So I wake up in the middle of the night to moisturize. Yes, you read it right. To moisturize. I have extremely dry skin and I can’t sleep because my skin screams for attention. I am literally restless. One of my many many quirks. But really even I can’t get over my skin’s desperate need for hydration in the middle of the night. Makes me wonder why me.
I guess this has been one of the many many things that have had me puzzled in the last few days. Don’t get me wrong, I am really not the kind who plunges into depression and wallows in self pity but the fact is this time around even my close friends are wondering “why you”. Last year, I took a series of decisions that didn’t go in my way. At least it looks like they didn’t go in my way. And I am still dealing with repercussions of the same. Wondering what would stop this chain reaction of bad news and miserable circumstances.

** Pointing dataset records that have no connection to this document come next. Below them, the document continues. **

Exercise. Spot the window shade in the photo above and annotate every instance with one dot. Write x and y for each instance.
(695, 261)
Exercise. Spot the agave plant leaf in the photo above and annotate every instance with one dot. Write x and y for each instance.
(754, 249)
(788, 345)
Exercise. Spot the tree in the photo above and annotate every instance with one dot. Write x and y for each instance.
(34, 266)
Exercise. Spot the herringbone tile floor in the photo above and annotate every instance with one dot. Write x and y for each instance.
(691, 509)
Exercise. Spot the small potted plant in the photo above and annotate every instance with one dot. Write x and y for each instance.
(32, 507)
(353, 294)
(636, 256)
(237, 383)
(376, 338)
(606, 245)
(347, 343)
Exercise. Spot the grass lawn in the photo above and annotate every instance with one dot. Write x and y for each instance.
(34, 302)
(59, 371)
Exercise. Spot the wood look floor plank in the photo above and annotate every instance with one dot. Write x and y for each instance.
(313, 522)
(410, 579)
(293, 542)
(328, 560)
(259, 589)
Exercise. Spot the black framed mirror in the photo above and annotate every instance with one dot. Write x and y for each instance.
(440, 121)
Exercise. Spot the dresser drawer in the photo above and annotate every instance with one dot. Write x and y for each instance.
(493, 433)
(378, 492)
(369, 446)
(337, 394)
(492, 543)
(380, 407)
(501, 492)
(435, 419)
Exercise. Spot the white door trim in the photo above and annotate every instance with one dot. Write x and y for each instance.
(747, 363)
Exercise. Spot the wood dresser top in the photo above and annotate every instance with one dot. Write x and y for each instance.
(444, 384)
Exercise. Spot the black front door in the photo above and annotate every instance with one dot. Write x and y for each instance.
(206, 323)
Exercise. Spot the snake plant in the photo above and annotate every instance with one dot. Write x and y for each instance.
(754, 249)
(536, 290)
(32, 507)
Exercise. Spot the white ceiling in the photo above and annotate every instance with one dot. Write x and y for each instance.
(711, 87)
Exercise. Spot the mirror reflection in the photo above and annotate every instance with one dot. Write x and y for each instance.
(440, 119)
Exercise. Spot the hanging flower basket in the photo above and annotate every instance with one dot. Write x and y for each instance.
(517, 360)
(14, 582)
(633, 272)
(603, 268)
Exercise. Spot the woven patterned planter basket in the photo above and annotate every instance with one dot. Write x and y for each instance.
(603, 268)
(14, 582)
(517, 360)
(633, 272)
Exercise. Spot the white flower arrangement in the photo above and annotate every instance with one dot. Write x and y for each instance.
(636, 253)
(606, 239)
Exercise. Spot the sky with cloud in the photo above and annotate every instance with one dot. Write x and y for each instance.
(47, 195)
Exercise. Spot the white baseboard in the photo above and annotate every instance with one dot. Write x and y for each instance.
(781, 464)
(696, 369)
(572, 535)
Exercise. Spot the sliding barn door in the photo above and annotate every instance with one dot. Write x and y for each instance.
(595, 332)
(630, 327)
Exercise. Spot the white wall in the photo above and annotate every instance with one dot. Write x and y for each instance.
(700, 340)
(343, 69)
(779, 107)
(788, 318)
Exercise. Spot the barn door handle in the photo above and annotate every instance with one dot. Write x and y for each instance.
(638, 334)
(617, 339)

One of the things that I have awestruck by lately, is the butterfly effect. So many times, our decisions are based on someone else’s life decisions. Boss quitting workplace. Boyfriend craving for different cuisine. Family demanding more attention. We do so many things because others in our lives need something from us. Or because someone else’s decision changes our lives. Our decisions and the logic/circumstances/beliefs behind them are so complicated that nothing that we do can be termed as right or wrong. Everything is circumstantial. And looking back the only thing that we do know is that we did the best we could do at that particular time. This is the only thing that is helping me get through the day and not regret the decisions that I took last year.